China’s quota system allows 34 imported movies a year to be shown in theatres, while overseas producers get a 25 per cent share of box office takings – less than in other international markets. Since 2016, a handful more have been allowed in via a “cultural exchange” channel.
In a government document provided to the US delegation in Beijing two weeks ago, Chinese negotiators said that opening up the market more for US movies was a concession China could offer to Washington as part of a broader trade deal.
The document, seen by Reuters, said that China was “willing to discuss expanding movie imports with the US side”.
Chinese Vice-Premier Liu He was in Washington last week leading a trade delegation on a second round of talks to find a deal with the United States and avert a full-blown trade war between the world’s two biggest economies.
A joint statement issued on Sunday said China had agreed to take measures to boost imports from the United States to reduce America’s trade deficit “to meet the growing consumption needs of the Chinese people and the need for high-quality economic development”, adding that the US would send a team to China to work out the details.
US studios had hoped for an improved deal for imported films last year. This, however, had been held up as Beijing rejigged its film regulator, handing more control to the ruling Communist Party, and then as trade tensions with the United States grew.
“The movie deal is essentially on pause,” one person familiar with US-China negotiations on the movie agreement said, adding that Beijing’s willingness to ease up would likely be swayed by the state of trade tensions.
Hollywood producers are pushing for more access, but a bigger share of revenues was even higher on the agenda, especially as locally made productions became more competitive.
China has become a key market for US studios from Walt Disney Co to Universal Pictures. The Fate of the Furious, the latest instalment of Universal’s The Fast and the Furious franchise, was the second top grossing film in China last year while Avengers: Infinity War has taken 1.6 billion yuan (US$251.23 million) so far this year.
China’s box office revenue rose 13.45 per cent last year to 55.91 billion yuan, accelerating after a sharp slowdown in 2016.

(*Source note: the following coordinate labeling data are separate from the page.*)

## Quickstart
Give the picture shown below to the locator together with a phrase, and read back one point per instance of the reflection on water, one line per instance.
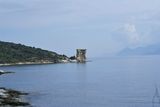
(110, 82)
(156, 98)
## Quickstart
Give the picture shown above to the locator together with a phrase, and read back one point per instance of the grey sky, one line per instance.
(102, 26)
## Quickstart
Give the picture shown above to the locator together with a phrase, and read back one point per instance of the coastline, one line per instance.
(38, 63)
(33, 63)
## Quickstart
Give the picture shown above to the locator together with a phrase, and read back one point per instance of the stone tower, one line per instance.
(81, 55)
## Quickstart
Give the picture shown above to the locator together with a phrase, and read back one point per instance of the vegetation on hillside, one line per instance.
(15, 53)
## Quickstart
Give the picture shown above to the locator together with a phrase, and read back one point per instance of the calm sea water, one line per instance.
(104, 82)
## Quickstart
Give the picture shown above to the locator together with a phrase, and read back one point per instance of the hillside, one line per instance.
(18, 53)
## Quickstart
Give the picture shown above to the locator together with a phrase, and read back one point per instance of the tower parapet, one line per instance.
(81, 55)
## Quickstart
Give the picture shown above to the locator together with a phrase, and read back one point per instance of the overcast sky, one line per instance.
(104, 27)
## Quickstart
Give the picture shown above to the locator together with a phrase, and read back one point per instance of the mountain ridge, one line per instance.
(13, 53)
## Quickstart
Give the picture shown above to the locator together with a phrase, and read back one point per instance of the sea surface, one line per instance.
(103, 82)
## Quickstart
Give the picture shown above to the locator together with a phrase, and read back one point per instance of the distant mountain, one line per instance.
(148, 50)
(11, 53)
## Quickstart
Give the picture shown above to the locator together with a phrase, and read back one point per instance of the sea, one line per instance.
(102, 82)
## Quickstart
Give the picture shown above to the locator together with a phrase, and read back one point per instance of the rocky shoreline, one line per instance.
(10, 97)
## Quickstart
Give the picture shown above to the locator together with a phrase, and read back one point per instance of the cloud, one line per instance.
(130, 32)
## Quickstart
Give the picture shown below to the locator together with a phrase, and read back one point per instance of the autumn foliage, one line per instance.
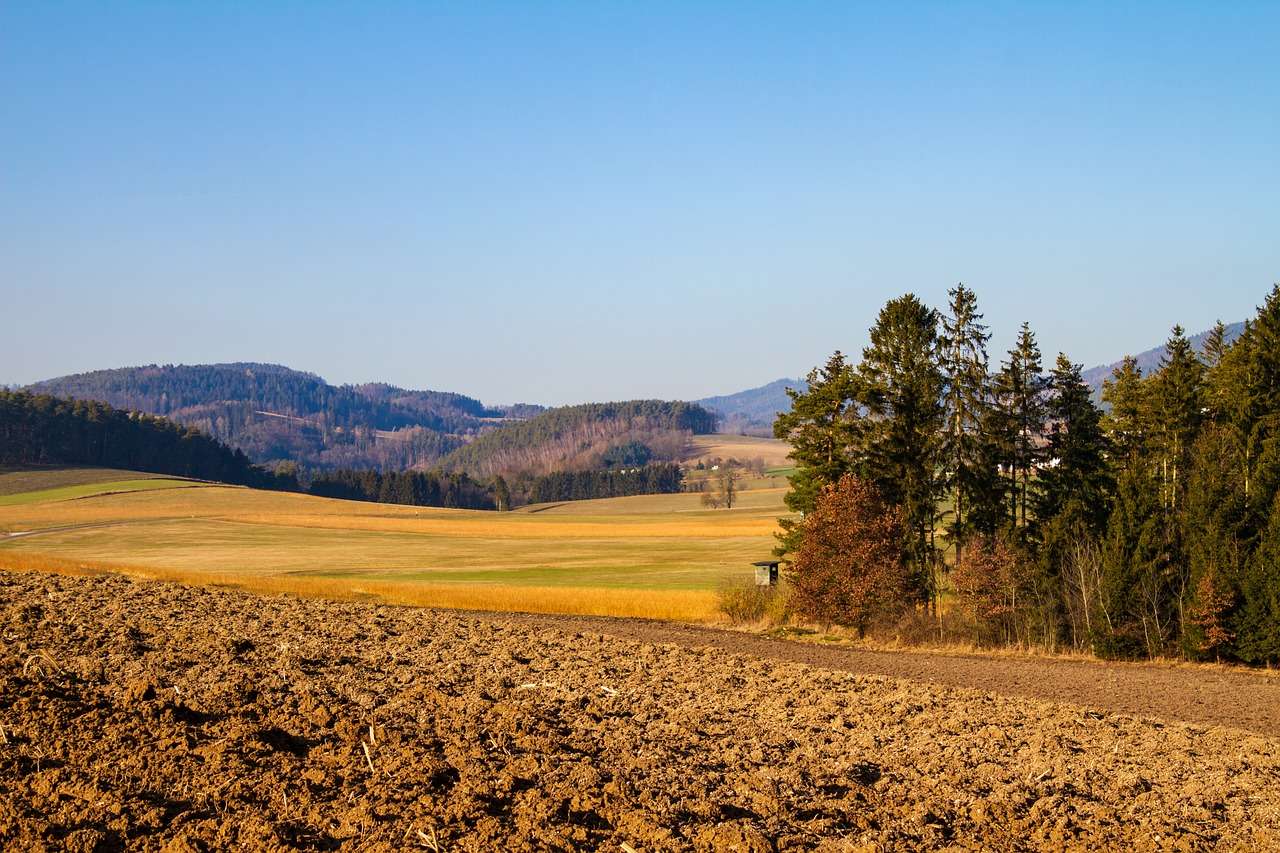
(995, 585)
(850, 568)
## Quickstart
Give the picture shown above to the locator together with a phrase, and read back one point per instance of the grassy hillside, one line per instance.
(647, 556)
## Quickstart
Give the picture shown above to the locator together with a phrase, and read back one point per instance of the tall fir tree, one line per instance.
(1020, 389)
(1125, 392)
(823, 427)
(1075, 478)
(969, 470)
(903, 395)
(1176, 410)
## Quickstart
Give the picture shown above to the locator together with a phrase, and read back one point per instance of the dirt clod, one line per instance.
(195, 720)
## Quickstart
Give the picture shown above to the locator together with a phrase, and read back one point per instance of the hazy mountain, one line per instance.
(278, 414)
(1150, 359)
(752, 411)
(585, 438)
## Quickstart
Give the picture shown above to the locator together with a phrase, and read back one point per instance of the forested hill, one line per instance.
(277, 414)
(585, 437)
(752, 413)
(37, 429)
(1150, 359)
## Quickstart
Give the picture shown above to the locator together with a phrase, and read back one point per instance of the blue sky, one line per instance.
(557, 203)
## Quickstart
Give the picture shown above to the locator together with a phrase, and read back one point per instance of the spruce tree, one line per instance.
(1176, 406)
(1257, 625)
(1136, 605)
(1125, 424)
(1077, 478)
(903, 395)
(1020, 388)
(968, 469)
(823, 427)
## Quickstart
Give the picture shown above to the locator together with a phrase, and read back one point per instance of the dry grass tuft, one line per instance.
(675, 605)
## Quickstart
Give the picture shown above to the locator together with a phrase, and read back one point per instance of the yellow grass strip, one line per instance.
(677, 605)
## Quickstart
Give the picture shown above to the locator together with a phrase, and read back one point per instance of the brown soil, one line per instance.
(1215, 696)
(151, 716)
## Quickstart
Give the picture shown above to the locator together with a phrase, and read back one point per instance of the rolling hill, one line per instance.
(1150, 359)
(752, 411)
(277, 414)
(583, 437)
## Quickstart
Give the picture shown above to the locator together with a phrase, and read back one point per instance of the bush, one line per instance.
(850, 569)
(744, 602)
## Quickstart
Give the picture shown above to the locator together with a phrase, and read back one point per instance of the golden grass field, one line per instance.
(657, 556)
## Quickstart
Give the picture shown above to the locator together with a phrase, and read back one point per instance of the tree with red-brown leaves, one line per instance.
(1208, 615)
(995, 585)
(850, 569)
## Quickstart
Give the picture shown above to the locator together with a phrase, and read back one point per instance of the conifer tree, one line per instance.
(1176, 402)
(1257, 625)
(968, 468)
(1125, 424)
(1077, 479)
(823, 425)
(1136, 605)
(1020, 388)
(903, 395)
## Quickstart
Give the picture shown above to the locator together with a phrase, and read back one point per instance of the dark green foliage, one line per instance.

Jacob Parker, vice-president of China operations at the US-China Business Council, said firms were more concerned about the revenue split for films they brought to China, though higher quotas would be well received too.
“Profit sharing is a higher priority,” he said, and studios “would like to see 45 per cent as opposed to 25 per cent”. He added: “Forty-five per cent is what companies receive in most other markets where they operate.”
Hollywood movies, which once ruled in China, are seeing a rising challenge from locally made productions, while a spate of tie-ups and financing deals have gone sour amid cultural clashes and a brighter spotlight on risky Chinese investments.
China is also looking to tighten control over content, potentially at odds with allowing in more overseas productions, which generally will have to get past domestic censors.
“China has pledged to open its market on a lot of fronts, but you have to consider the special aspect of culture and entertainment industry,” said Beijing Film Academy’s Yu.
“It has the education and ideology feature so it would be treated differently.”